Howard E. Wright
MORTIMER H. NEUFVILLE, current UMES interim president, is proof you can go home again professionally. He was a senior administrator in Princess Anne between 1983 and 1996, when he held these posts:
• Associate director - Maryland Agriculture Experiment Station
• Associate vice president for academic affairs
• Acting vice president for academic affairs
• Vice president for academic affairs
A Tuskegee (Ala.) Institute graduate with a master’s and doctorate in agriculture from the University of Florida, Neufville came out of retirement to replace Thelma B. Thompson, who left office on Aug. 15, 2011. Neufville, a native of Jamaica like Thompson, spent his career as an educator reaching out to developing nations to help them improve agricultural production.
He came to UMES in 1983 from Lincoln University in Jefferson City, Mo. to be dean of agricultural science and 1890 Research Director under William P. Hytche, who as president hired him.
During his first tour at UMES, Neufville helped secure a federal grant to work with the nation of Cameroon to improve root and tuber crop yields. At the time, it was the largest amount awarded to a historically black institution.
Neufville served on a committee that assembled material placed in a time capsule during UMES' centennial in 1986 and was also at the university during the 100th anniversary celebration of 1890 federal legislation that gave the school a boost as a land-grant institution.
He left UMES a year before Hytche retired in 1997, but continued working on agriculture outreach programs from Washington, D.C. with the Association of Public Land-grant Universities.
JACKIE THOMAS was appointed interim president of UMES on Aug. 24, 2001 and served one year between the administrations of Dolores Spikes and Thelma B. Thompson.
That year might have been one of America’s most traumatic in more than a generation.
Thomas came to UMES from South Carolina State University (Orangeburg) in August 1990 to teach English and help coach the track team.
Among accomplishments he lists during his 14 years at UMES: the creation of the University Scholars Program and a plan to increase enrollment his curriculum vita says “yielded the largest freshman classes in the history of the institution for three consecutive years.”
He was UMES' English department chairman before moving into central administration, where he worked as an executive assistant to the president, associate vice president for academic / student affairs and executive vice president.

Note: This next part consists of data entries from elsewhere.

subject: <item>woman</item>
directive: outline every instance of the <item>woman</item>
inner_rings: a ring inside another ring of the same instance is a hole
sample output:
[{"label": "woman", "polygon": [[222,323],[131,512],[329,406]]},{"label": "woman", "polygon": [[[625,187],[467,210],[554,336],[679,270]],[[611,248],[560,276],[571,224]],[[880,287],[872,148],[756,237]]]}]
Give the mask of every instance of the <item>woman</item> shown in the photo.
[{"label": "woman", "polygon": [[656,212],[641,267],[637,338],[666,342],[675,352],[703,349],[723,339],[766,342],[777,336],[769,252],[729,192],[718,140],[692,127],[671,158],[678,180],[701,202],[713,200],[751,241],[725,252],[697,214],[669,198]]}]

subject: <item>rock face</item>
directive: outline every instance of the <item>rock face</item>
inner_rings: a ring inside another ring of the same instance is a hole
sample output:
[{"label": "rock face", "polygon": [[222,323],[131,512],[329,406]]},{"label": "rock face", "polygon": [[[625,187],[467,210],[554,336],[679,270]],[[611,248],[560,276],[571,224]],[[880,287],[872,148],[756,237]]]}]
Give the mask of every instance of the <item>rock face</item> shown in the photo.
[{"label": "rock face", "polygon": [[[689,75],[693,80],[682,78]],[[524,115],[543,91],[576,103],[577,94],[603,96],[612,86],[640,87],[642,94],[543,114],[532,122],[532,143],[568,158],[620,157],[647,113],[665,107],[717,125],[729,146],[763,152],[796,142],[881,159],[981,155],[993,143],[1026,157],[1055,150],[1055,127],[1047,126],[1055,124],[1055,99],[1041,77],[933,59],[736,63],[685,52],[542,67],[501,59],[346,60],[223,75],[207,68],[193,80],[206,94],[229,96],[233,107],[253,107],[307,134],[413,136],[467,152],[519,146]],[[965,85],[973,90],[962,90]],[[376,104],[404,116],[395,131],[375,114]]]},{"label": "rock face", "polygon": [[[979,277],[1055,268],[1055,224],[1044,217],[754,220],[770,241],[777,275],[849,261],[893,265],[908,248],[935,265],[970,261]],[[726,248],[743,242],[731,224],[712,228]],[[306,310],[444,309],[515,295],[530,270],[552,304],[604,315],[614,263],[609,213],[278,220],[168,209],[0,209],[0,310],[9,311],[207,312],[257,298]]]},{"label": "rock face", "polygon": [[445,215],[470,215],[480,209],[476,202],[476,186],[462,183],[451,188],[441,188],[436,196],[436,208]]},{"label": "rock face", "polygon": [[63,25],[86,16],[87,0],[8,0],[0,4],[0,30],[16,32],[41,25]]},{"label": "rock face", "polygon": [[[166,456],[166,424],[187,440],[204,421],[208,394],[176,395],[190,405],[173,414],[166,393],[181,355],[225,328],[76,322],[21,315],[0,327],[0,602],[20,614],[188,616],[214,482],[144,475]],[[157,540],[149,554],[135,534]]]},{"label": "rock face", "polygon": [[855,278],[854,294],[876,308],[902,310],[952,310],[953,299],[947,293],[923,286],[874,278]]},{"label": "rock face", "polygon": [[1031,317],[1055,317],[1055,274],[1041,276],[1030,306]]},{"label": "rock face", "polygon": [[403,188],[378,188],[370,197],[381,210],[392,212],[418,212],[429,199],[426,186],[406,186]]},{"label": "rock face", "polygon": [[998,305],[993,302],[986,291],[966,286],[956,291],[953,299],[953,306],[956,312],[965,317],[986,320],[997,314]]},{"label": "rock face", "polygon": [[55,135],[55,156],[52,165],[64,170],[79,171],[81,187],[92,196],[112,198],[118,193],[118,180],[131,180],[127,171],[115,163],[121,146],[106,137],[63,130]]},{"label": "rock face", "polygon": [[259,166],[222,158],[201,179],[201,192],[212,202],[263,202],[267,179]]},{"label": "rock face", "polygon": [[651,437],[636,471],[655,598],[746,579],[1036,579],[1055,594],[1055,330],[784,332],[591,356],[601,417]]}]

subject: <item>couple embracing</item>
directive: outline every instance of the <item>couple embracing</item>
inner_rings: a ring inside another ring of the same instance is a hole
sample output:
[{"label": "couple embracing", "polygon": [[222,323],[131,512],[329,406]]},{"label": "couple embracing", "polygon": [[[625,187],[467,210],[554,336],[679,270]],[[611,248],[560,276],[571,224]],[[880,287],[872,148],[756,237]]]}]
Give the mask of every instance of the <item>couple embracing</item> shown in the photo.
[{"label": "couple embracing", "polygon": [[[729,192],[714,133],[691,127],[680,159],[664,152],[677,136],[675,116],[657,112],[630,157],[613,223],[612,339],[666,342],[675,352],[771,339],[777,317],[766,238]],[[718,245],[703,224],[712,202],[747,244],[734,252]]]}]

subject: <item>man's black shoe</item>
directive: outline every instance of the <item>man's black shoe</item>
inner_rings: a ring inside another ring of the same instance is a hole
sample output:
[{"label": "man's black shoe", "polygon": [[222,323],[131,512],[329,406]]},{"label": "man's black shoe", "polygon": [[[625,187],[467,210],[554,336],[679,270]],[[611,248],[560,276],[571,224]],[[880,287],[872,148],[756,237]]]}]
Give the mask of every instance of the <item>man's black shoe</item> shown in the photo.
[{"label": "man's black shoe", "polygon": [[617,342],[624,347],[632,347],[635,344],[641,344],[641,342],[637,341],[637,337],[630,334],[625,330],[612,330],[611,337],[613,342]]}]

When the university system’s governing board chose Thompson from Norfolk (Va.) State University, Thomas returned to the classroom as a professor of English and modern languages. He left Princess Anne in the spring of 2004 to become an administrator at Middle Tennessee State University in Murfreesboro.
Western Illinois University in Macomb selected him in January 2008 to be its chief academic officer. In July 2011, at age 50, he became WIU's 11th president and the first African-American to hold that post. A Calhoun, Ala. native, Thomas is a graduate of Alabama A&M University in Huntsville, earned a master's degree from Virginia State University in Petersburg and received his doctorate from Indiana University of Pennsylvania.
His WIU colleagues know him as Jack Thomas. He and his wife, Linda, have two sons, Patrick and Darius.
HOWARD EMERY WRIGHT was UMES’ interim leader during the 1970-1971 academic year, bridging the administrations of John Taylor Williams and Archie L. Buffkins.
Born in Philadelphia in 1908, he came to Maryland State College in 1967 to be academic dean and chief academic officer. A graduate of Lincoln University in Pennsylvania*, he earned a master’s and doctorate in psychology from The Ohio State University.
During the Great Depression, he was a high school principal in Georgia and West Virginia and during World War II in Texas, where he also was an education professor at what was then Prairie View (State Normal and Industrial) College.
He was a faculty member at North Carolina College for Negroes, now N.C. Central University in Durham, and at Texas Southern University in Houston. From 1961 to 1965, he served as president of Allen University in Columbia, S.C.
He worked in Washington, D.C., including for the U.S. Office of Education, prior to coming to Maryland State.
Former President William P. Hytche described Wright as “mild-mannered.” He was best known, Hytche noted, “for his strong interest in the campus library” and credits him with being “instrumental in the acquisition of Frederick Douglass Library.”
Wright was a candidate to succeed Williams as the campus' chief executive, but the state university system’s governing board instead chose Buffkins. He moved on to Hampton (Va.) Institute and also taught at Salisbury State University in 1974.
Wright's biography* on the website of the African American Pioneers in Psychology, based at Oklahoma State University, says he died in 1988.